The biggest potential for voice AI startups was to handle corporate phone calls in areas such as sales, marketing, and customer support. Large organizations offload their calls to voice model developers like Celebrities and Deepgram. Infrastructure companies like Vapi, Retell, and LiveKit. There are also dedicated customer support shops such as Decagon and Sierra.
San Francisco-based Rime is trying to gain an edge in this crowded market with voice AI models trained on recorded conversation data, aimed at reducing the customization burden for clients.
Founded in 2022 by former Stanford University PhD student Lily Clifford, former Amazon Alexa engineer Brooke Larson, and Stanford University engineer Ales Giovanos, Rime built a recording studio in San Francisco to collect its own conversation data, rather than relying on scraping audio from the web.
The company said it is focused on tuning its speech models to accurately pronounce various brand entities and industry-specific terms. It uses a phoneme-based architecture to adapt to different pronunciations, so customers don’t have to retrain models for specific industries.
Rime announced Wednesday that it has raised $24 million in a Series A funding round led by M13 Ventures.
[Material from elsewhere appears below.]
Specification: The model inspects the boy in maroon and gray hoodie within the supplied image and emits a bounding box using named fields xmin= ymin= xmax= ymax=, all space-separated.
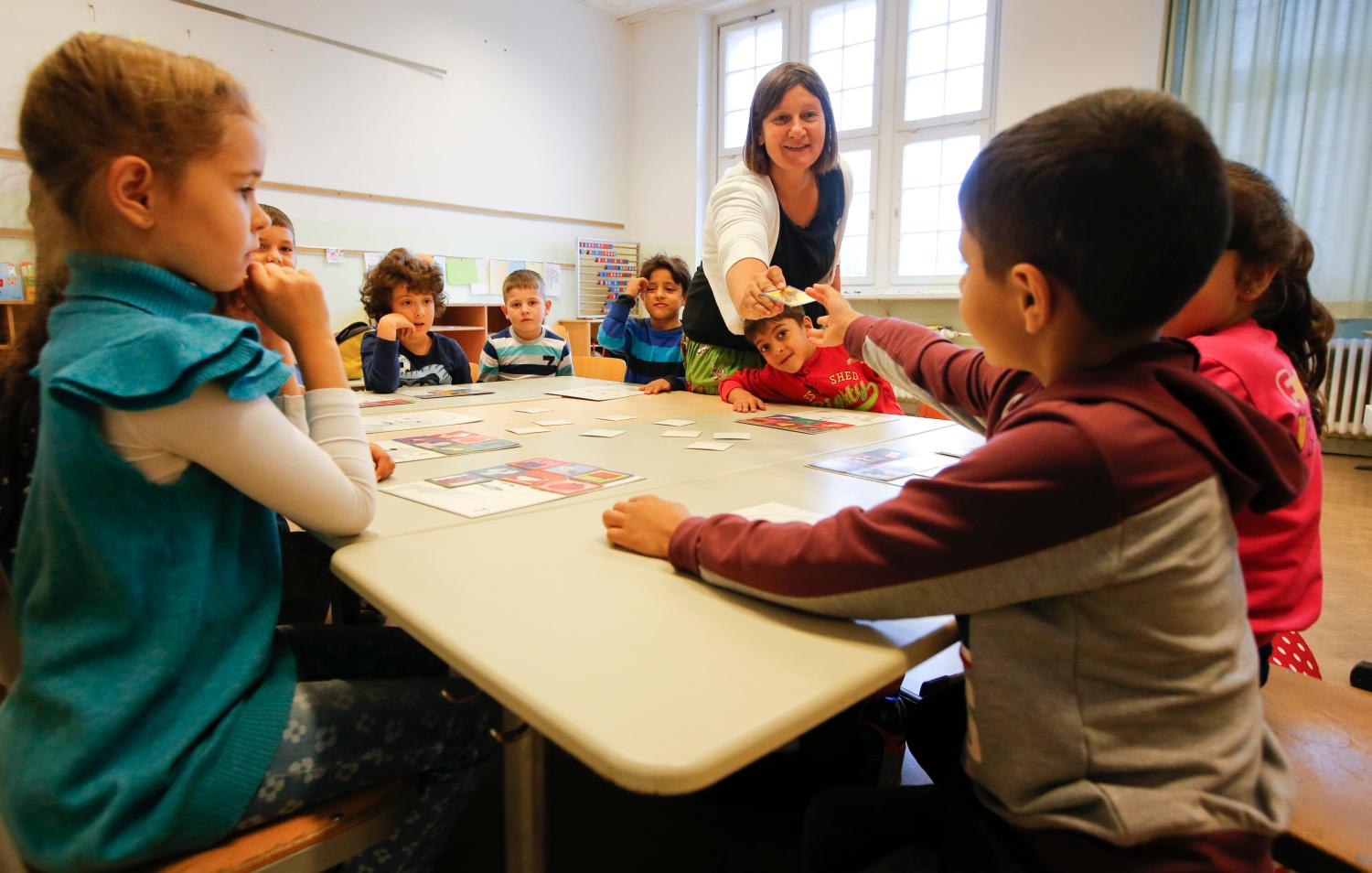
xmin=606 ymin=90 xmax=1305 ymax=873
Twilio Ventures, Corazon Capital, Unusual Ventures and other existing investors also participated.
Clifford said that despite advances in the development of voice AI, companies still prefer traditional IVR (Interactive Voice Response) implementations because AI voice technology still cannot match the effectiveness of IVR.
“We don’t yet have voice technology that can automate the majority of enterprise calls. LLM has made it much easier to build voice applications that work, but the feel of the interaction hasn’t changed. Conversations with voice AI agents aren’t the most engaging experience for end users. It’s like a new IVR, but with improved voice,” she said.
The startup started with separate model pipelines for speech-to-text, text-to-speech, and large-scale language models. But now the focus has shifted to developing better text-to-speech models to reduce latency, improve turn-taking, and address issues such as background noise. The new approach also helps reduce reliance on orchestration, so businesses no longer have to manage large numbers of models.
Rime says it has customers in the food service, healthcare, airline and fintech sectors. The company claims that its training data and model positioning have resulted in longer call dwell times for its customers, which has helped it win enterprise contracts from customers such as Mayo Clinic, Dialpad, Upstart, and Asurion.
With the new funding, Rime plans to expand its team of 35 people to hire in model development, engineering and partnerships. We recently welcomed Rafael Valle, who worked on audio understanding at Meta Superintelligence Labs and Nvidia’s Applied Deep Learning Audio research team, as a lead scientist.
“Companies like Eleven Labs are moving into the orchestration and application layers and taking on the Sierras and Decagons of the world. I think there’s still a lot of work to do technically, but Lime’s approach to pushing the best models with low latency and high reliability in a regulated environment is outstanding,” M13’s Morgan Blumberg told TechCrunch.
The company had raised $5.5 million in a seed round last May. Blumberg will join the startup’s board of directors as part of the funding.